Según el marco legal del RD 390/2021, solo los técnicos competentes pueden emitir este documento. Esto incluye a arquitectos, arquitectos técnicos, aparejadores e ingenieros debidamente colegiados. Para una vivienda en Sotillo, es fundamental que el técnico realice una inspección al inmueble presencial para verificar datos críticos como el espesor de los muros de piedra típicos de la zona, el tipo de carpintería y el sistema de calefacción (frecuentemente calderas de gasoil o biomasa en núcleos rurales). Un técnico con experiencia en la provincia de Segovia entenderá mejor las particularidades constructivas del municipio, asegurando una calificación energética precisa que no perjudique el valor de venta o alquiler de la propiedad.
El parque de viviendas de Sotillo es pequeño pero representativo de la arquitectura rural segoviana, con un total de 48 inmuebles. La mayoría son construcciones previas a la normativa de aislamiento de 1979 o reformadas bajo el CTE de 2006. Debido a la zona climática D3, con inviernos prolongados, es habitual encontrar calificaciones energéticas situadas entre las letras E y G en las casas más antiguas.
Las tipologías predominantes son las unifamiliares aisladas y casas de pueblo con muros de carga gruesos. Para mejorar la letra en el certificado energético Sotillo, las medidas más efectivas en esta zona suelen ser el trasdosado de fachadas con aislamiento térmico y la sustitución de calderas antiguas por sistemas de aerotermia o pellets, lo que puede elevar la calificación hasta una C o B en viviendas rehabilitadas.

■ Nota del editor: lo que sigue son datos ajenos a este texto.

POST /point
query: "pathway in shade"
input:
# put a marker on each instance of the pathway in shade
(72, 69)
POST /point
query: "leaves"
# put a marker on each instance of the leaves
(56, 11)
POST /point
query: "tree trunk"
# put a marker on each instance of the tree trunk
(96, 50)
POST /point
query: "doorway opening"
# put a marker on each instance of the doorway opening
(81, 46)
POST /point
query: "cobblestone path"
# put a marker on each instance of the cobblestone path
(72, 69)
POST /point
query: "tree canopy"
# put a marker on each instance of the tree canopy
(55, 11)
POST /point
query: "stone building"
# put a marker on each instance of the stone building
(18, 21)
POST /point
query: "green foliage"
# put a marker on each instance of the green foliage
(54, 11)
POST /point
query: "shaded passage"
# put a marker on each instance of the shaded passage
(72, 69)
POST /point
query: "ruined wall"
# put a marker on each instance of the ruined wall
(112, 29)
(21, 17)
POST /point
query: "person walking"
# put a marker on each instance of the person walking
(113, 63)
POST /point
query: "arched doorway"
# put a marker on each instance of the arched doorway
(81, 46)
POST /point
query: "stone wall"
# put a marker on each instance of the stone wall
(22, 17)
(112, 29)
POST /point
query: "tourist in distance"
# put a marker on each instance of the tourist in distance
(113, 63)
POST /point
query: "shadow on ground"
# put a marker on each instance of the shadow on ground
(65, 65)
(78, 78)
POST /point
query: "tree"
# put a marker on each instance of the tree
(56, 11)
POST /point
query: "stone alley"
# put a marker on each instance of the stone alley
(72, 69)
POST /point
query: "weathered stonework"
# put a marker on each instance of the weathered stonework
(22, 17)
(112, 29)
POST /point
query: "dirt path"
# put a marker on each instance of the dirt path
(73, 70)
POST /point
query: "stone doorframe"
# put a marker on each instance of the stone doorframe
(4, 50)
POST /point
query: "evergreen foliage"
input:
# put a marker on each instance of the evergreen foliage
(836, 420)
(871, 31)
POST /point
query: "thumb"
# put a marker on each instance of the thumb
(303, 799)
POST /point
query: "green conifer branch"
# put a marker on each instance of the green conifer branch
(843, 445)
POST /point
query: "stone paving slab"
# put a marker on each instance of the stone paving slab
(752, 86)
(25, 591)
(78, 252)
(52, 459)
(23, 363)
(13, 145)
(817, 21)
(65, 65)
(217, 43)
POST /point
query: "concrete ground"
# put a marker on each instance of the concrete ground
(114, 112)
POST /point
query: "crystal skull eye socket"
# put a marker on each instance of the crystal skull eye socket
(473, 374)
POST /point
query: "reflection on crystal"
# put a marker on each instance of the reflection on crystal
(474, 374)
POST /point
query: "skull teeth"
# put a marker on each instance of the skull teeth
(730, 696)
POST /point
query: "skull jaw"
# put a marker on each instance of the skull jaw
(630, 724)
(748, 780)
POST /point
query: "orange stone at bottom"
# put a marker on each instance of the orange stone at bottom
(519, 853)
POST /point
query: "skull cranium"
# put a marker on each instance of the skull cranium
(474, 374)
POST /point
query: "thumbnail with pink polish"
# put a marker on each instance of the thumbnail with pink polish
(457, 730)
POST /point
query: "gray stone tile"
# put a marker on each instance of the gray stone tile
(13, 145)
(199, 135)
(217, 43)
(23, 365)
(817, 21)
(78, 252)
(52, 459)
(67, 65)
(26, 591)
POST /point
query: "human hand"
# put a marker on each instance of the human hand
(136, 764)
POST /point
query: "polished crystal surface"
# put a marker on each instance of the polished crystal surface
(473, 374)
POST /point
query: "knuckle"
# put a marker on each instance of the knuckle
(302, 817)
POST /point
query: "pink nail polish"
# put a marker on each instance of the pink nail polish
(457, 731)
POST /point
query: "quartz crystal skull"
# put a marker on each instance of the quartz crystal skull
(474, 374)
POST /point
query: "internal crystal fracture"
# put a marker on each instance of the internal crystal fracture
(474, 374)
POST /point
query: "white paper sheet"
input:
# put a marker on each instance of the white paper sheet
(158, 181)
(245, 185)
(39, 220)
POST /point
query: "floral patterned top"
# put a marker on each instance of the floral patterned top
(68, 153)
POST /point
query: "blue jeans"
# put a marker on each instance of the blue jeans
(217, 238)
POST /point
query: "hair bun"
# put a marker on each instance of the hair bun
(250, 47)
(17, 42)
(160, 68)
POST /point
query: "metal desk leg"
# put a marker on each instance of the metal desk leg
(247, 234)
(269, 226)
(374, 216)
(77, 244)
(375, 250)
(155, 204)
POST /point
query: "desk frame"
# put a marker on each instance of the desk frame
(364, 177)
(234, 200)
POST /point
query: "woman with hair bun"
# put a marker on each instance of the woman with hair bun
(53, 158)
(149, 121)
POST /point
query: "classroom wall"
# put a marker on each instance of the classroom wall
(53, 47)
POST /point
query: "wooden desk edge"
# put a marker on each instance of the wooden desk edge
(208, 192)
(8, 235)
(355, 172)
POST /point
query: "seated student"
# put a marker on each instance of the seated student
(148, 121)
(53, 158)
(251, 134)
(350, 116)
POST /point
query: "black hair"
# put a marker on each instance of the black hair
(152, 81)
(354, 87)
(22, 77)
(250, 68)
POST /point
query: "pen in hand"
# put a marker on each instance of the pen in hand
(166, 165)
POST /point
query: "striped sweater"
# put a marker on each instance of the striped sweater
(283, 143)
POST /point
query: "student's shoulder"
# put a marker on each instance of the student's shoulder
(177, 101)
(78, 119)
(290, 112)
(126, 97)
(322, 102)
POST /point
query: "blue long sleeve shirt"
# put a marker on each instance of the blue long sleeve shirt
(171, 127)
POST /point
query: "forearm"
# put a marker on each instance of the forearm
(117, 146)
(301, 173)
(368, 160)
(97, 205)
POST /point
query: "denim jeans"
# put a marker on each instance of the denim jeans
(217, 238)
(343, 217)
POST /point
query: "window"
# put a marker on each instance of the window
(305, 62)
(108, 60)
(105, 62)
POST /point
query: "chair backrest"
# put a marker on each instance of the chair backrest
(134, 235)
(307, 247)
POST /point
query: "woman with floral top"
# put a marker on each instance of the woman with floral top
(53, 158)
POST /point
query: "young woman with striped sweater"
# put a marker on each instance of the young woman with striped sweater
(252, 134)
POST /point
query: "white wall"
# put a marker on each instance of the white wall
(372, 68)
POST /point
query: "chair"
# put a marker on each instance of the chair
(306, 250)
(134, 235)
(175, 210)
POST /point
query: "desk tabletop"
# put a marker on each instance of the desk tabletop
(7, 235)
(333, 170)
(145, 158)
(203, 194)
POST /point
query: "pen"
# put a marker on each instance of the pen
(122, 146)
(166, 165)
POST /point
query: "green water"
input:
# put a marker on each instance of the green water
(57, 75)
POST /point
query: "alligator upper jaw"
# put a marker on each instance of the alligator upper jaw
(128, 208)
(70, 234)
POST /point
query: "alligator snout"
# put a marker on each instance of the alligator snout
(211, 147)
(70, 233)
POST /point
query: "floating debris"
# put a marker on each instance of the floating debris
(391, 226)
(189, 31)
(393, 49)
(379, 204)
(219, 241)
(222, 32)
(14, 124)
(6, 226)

La normativa que regula la eficiencia energética en Sotillo emana del Real Decreto 390/2021 a nivel nacional, pero su ejecución y registro dependen de la Junta de Castilla y León. El órgano encargado es el EREN (Ente Regional de la Energía de Castilla y León). Es obligatorio que el certificado esté debidamente registrado en su base de datos para que tenga validez legal ante notario o en contratos de arrendamiento.
El proceso de registro debe ser realizado por el técnico o el propietario a través de la oficina virtual de la Junta. Una vez tramitado, se emite la etiqueta energética oficial, que tiene una validez de 10 años, a menos que la calificación sea G, en cuyo caso la validez se reduce a 5 años según la normativa actual del Ministerio para la Transición Ecológica.
Incumplir la obligación de presentar el certificado energético en Sotillo durante una operación inmobiliaria puede acarrear sanciones económicas importantes según la Ley 8/2013. Las multas se dividen en tres niveles:
- Leves (300€ a 600€): Por anunciar la venta o alquiler sin mencionar la calificación energética.
- Graves (601€ a 1.000€): Por no entregar el certificado al comprador o arrendatario.
- Muy graves (1.001€ a 6.000€): Por falsear la información o actuar como certificador sin ser técnico competente.
Además de la multa, el contrato de compraventa o alquiler podría ser impugnado por el receptor, causando un perjuicio legal mucho mayor al propietario.